Imagine Golf Blogs

The Front 9

Everything you wanted to know about this week in golf but were afraid to ask

Posted Jun 18, 2009 by Iestyn George

tiger woods


1. OPEN ALL HOURS
The 2009 US Open will be a) Wet, b) Raucous and c) The 14th Major title for Tiger Woods. It will feature a beautiful golf course rendered virtually unplayable for all who don't keep the ball on the short stuff and there will be tons of players moaning about the density of the rough, particularly around the greens. Will all these predictions come true? Hope not - we want drama, tension great golf and, above all, we want to see the unexpected.
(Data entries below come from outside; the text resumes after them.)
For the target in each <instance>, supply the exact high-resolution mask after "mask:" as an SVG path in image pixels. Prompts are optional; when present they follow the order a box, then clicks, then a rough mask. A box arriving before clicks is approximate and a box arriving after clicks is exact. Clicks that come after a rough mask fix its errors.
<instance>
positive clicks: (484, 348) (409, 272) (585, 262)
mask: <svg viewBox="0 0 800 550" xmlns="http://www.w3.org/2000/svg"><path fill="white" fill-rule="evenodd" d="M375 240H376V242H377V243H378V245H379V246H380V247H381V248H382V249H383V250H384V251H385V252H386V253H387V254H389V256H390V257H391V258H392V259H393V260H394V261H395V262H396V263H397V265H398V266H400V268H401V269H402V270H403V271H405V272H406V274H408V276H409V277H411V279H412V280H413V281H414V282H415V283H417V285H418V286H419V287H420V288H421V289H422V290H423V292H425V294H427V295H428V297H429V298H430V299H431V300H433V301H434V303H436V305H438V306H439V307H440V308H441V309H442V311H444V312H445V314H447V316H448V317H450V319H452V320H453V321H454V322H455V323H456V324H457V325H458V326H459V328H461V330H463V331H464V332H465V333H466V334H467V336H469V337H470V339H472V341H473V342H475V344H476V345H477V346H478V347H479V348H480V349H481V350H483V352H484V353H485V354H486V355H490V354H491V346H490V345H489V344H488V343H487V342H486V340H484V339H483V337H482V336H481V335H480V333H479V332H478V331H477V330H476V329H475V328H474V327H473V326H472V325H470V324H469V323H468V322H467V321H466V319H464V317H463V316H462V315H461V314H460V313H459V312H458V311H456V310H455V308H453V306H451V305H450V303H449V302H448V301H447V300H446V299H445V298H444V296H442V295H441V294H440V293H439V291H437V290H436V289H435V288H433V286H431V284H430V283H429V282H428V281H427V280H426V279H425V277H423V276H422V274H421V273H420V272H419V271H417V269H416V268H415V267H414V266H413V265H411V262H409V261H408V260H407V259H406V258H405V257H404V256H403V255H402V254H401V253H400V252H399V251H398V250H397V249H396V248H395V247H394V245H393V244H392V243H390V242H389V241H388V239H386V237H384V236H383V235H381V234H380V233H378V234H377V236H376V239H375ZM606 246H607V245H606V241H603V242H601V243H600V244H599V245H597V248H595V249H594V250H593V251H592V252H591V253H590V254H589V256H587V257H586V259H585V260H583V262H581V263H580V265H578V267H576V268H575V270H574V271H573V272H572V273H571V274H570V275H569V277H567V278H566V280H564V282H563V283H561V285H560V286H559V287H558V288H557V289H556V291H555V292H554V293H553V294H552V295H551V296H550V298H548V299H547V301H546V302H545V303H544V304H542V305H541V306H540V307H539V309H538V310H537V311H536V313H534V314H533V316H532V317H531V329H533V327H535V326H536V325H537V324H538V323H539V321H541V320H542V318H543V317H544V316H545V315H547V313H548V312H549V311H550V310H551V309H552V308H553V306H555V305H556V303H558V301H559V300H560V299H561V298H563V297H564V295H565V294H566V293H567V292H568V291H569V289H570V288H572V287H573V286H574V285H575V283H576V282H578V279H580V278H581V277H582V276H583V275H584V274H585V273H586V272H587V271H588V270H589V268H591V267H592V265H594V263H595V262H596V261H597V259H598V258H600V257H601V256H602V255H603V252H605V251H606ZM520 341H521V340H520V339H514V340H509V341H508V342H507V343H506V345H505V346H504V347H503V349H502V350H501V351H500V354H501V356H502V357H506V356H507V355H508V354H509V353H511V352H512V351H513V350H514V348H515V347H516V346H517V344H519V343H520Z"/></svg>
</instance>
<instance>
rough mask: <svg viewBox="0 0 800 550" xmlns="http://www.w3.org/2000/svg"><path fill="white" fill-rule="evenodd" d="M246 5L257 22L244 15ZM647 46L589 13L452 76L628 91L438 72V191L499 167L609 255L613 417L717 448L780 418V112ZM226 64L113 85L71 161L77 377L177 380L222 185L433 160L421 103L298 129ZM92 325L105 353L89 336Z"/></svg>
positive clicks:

2. BLOGGER OF THE WEEK (AGAIN)
We're not easily entertained (look at that fly buzzing against that window pane - amazing!!), so to mention Lawrence Donegan's Guardian golf blog twice in a week is going some. He won't be invited to join the R&A committee any day soon, but the man knows his onions alright.

3. DAN THE MAN
Have I mentioned Imagine Golf is on Twitter (@imaginegolfclub)? Check us out and while you're at it, have a butchers at Dan Jenkins from Golf Digest (@danjenkinsgd), who we've been following for a couple of weeks now. The man's a genius - he's reported on 199 Majors for crying out loud! "The portable toilet outside the media center has signs with tips on putting and hitting drives, irons and sand shots. Nothing on the grip."

4. JO'BURG JAMES
I first stumbled across the story of James Kamte last year, when he won his card to play The European Tour. Rags to riches stories are pretty uncommon in golf, but have a look here at how one of the less recognisable names in the US Open line-up got to practice with Tiger this week.
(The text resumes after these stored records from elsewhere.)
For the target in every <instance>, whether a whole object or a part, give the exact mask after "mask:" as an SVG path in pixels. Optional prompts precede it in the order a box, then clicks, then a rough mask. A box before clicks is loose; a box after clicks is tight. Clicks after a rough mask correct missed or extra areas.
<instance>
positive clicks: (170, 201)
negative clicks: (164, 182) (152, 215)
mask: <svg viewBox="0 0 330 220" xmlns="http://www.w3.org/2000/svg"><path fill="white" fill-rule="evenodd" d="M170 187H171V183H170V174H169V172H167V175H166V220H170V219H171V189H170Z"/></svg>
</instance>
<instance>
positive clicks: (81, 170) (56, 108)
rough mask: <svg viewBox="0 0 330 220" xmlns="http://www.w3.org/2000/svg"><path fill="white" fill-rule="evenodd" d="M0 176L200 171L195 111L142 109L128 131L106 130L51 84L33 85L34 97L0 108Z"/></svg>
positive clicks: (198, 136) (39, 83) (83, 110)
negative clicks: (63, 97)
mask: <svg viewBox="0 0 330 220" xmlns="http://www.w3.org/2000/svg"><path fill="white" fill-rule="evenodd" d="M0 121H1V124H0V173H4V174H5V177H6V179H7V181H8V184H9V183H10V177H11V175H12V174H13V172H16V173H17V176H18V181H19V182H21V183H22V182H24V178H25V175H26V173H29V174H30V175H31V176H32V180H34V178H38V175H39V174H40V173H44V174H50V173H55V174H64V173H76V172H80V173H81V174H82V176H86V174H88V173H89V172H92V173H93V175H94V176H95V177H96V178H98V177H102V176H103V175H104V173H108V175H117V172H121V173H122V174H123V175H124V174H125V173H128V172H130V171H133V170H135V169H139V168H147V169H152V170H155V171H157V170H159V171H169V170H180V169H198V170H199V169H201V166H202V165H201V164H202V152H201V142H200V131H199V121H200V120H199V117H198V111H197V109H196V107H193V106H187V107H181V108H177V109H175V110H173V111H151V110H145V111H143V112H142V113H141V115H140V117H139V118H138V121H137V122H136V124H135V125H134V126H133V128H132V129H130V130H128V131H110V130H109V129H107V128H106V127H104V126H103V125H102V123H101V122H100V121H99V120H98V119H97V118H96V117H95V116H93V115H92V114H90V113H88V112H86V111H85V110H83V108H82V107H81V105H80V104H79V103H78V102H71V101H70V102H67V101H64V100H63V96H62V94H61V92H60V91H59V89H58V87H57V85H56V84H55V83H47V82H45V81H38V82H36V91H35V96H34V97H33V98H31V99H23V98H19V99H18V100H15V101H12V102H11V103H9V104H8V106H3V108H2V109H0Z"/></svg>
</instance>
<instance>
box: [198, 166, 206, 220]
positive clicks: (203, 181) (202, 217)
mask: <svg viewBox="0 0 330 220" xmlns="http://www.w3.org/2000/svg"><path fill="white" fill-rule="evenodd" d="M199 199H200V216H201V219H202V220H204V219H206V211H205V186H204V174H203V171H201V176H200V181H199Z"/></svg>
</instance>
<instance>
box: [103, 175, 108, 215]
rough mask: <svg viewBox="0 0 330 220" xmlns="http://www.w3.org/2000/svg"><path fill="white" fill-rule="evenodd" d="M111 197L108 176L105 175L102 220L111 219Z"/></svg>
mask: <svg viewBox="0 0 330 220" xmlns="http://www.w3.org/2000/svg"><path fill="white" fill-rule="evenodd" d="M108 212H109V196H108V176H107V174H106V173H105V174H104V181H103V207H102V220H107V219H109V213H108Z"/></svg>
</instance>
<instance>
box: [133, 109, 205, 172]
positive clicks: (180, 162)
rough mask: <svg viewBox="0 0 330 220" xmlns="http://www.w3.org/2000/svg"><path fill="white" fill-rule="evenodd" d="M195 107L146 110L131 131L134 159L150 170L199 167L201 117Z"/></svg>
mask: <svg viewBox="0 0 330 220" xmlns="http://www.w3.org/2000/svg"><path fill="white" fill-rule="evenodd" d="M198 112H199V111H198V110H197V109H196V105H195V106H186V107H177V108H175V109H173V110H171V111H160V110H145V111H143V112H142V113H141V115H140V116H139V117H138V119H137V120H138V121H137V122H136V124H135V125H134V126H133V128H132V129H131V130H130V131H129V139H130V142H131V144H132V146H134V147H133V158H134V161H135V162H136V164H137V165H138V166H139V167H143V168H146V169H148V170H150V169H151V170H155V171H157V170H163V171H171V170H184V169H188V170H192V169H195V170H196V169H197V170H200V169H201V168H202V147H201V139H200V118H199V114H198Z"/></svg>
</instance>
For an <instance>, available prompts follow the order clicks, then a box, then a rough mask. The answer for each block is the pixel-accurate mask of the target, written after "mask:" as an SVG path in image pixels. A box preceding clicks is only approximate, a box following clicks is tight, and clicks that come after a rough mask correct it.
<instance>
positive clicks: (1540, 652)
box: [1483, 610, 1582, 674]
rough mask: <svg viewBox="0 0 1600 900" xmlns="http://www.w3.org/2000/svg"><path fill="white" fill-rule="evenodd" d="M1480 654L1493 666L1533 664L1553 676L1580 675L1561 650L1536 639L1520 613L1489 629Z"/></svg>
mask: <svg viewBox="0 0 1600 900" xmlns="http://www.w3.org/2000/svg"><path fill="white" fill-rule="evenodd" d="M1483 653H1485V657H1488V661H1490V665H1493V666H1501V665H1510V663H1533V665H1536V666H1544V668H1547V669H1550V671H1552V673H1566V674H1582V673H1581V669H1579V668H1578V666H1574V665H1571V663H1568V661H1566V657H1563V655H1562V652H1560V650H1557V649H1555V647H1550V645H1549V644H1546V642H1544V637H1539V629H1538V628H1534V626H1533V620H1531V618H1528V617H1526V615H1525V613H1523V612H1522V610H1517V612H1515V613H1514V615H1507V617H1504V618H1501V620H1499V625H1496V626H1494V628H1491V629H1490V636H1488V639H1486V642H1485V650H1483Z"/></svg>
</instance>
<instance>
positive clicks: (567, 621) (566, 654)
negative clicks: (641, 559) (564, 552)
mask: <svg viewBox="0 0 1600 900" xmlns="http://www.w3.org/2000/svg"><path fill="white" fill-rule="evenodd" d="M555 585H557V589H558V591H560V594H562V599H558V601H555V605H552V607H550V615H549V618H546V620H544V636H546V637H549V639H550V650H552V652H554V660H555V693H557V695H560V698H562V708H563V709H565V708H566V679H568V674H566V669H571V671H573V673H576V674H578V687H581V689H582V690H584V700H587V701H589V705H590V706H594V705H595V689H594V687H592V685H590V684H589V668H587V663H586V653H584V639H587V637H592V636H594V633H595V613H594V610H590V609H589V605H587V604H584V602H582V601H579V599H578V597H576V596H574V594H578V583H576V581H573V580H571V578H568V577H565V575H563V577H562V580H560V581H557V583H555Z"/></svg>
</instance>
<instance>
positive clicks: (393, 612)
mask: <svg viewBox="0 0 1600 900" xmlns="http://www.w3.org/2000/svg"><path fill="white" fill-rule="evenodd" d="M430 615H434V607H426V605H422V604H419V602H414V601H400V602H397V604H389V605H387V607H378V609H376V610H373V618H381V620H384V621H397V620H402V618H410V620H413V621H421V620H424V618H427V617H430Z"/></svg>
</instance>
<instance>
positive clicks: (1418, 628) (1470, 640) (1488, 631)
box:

5. YOU'RE THE ONE FOR ME, BATTY
James Kamte wasn't the only unexpected name on Tiger Woods' list of US Open practice partners. New Zealander Douglas Batty also wangled a round with the World No.1 - and duffed his first tee shot as you can read here. Notice the neat Morrissey-related headline, by the way? My genius is wasted on you lot...
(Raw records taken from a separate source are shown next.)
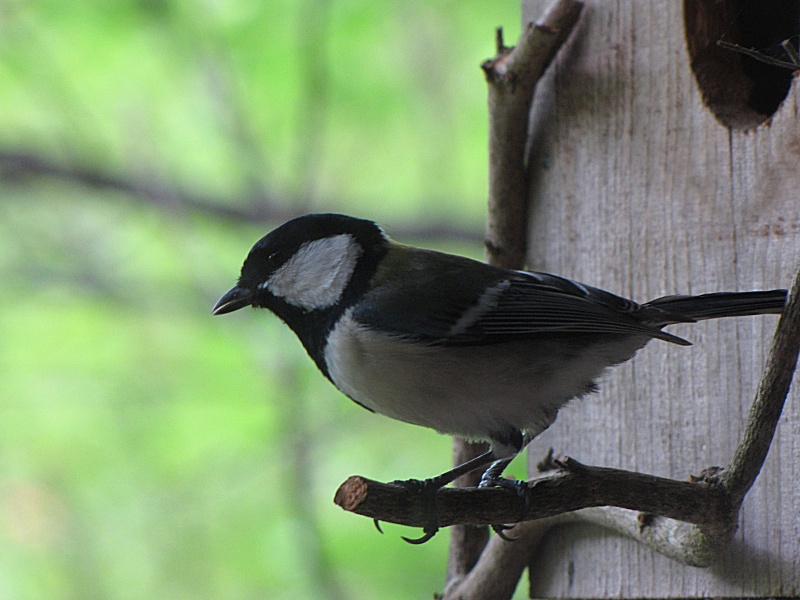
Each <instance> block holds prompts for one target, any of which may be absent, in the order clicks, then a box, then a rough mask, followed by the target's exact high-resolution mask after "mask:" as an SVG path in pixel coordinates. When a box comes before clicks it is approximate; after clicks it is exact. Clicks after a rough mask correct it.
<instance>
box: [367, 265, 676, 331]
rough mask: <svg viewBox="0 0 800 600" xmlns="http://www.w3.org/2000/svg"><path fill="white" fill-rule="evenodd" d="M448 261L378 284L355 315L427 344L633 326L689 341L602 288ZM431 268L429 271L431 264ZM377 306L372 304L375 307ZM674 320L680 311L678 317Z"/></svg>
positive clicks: (549, 276) (624, 330)
mask: <svg viewBox="0 0 800 600" xmlns="http://www.w3.org/2000/svg"><path fill="white" fill-rule="evenodd" d="M477 264H480V263H475V262H473V261H469V263H454V264H452V265H450V267H449V268H448V269H447V270H446V271H442V270H441V269H439V270H436V271H435V272H436V278H435V279H433V278H432V277H428V276H427V271H425V272H424V273H421V272H418V273H417V274H416V276H415V277H409V278H404V280H405V281H408V282H411V283H410V284H409V285H407V286H406V287H405V288H403V289H398V288H391V287H382V290H381V292H377V291H376V297H375V298H374V300H378V298H377V294H378V293H380V294H381V297H380V299H379V301H375V302H371V301H370V297H369V294H368V295H367V297H366V298H365V301H364V302H363V303H361V305H359V306H358V307H357V308H356V311H357V312H356V314H355V315H354V316H355V317H356V318H357V319H358V320H359V321H360V322H362V323H365V324H367V325H370V324H374V325H375V326H376V327H378V328H380V329H382V330H384V331H389V332H392V333H396V334H398V335H400V336H403V337H407V338H412V339H416V340H418V341H421V342H424V343H430V344H441V345H476V344H494V343H499V342H502V341H506V340H508V339H513V338H519V337H526V336H537V335H557V334H562V333H571V334H581V333H585V334H602V333H605V334H638V335H646V336H649V337H654V338H659V339H663V340H666V341H670V342H674V343H678V344H682V345H688V344H689V342H687V341H686V340H683V339H681V338H679V337H676V336H674V335H671V334H668V333H665V332H663V331H661V330H660V328H659V327H658V326H657V325H653V324H652V323H651V320H650V319H649V318H647V317H648V316H649V315H646V314H645V313H647V312H649V309H646V308H644V309H643V307H641V306H640V305H639V304H637V303H635V302H633V301H631V300H626V299H625V298H621V297H619V296H616V295H614V294H611V293H609V292H605V291H603V290H600V289H597V288H592V287H589V286H586V285H583V284H580V283H577V282H574V281H570V280H568V279H564V278H562V277H557V276H555V275H549V274H546V273H528V272H523V271H505V270H502V269H496V268H492V267H488V266H486V265H482V266H484V267H486V269H481V270H480V271H476V266H475V265H477ZM431 272H433V271H431ZM378 306H380V307H381V309H382V310H381V312H378V311H377V309H376V307H378ZM679 320H680V319H679Z"/></svg>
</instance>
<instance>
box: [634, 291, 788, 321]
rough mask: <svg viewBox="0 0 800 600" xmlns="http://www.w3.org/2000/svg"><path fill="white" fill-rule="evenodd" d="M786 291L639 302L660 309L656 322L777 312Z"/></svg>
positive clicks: (767, 291) (671, 296)
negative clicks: (662, 320)
mask: <svg viewBox="0 0 800 600" xmlns="http://www.w3.org/2000/svg"><path fill="white" fill-rule="evenodd" d="M786 294H787V291H786V290H769V291H764V292H718V293H715V294H702V295H700V296H664V297H663V298H657V299H656V300H652V301H650V302H648V303H646V304H644V305H643V306H645V307H647V308H656V309H658V311H659V312H663V313H664V314H663V322H661V320H659V323H658V324H659V325H669V324H670V323H683V322H691V321H701V320H703V319H719V318H721V317H745V316H748V315H763V314H779V313H781V312H782V311H783V307H784V305H785V304H786ZM654 317H655V315H654ZM656 318H658V317H656Z"/></svg>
6. THEY'VE ALL GOT IT INFAMY
They mocked Sergio Garcia's tedious pre-shot routine in 2002, counting along to every waggle in Spanish, but who will the galleries at Bethpage turn their attention to this time around? Not that anyone would dare in the current circumstances, but Phil Mickelson's been swatting up on his New York sporting trivia especially for the event. See the full story here.

7. HELP ME (R)HONDA
Until you've been to a Major championship in the US you've no idea what craziness goes on the merchandise tents. I'll openly admit to routinely chucking away £50 a year at The Open on sundry nonsense, but the frenzy that takes place in the States (see here) is enough to make one American car dealer weep.

8. THE ONLY GAY IN THE OLYMPIC VILLAGE
Sorry about the headline, but there aren't going to many weeks where we're going to be able to refer to last week's PGA Tour winner Brian Gay, so we're going to milk it. Anyway, this is the week Annika Sorenstam and Colin Montgomerie stake the case for golf being included as an Olympic Sport from 2016. Personally, I think it's a daft idea, but you can read more about it here.

9. LOSING THE PLOT
We might not be able to tip the winners, but we're more confident in tipping who isn't going to win. It's a long list, obviously, featuring one of the biggest names in golf (Sergio Garcia) and one of the game's rising stars (Anthony Kim). Read our piece here about the perils of going into one of the toughest golfing tests of the year, with no form whatsoever.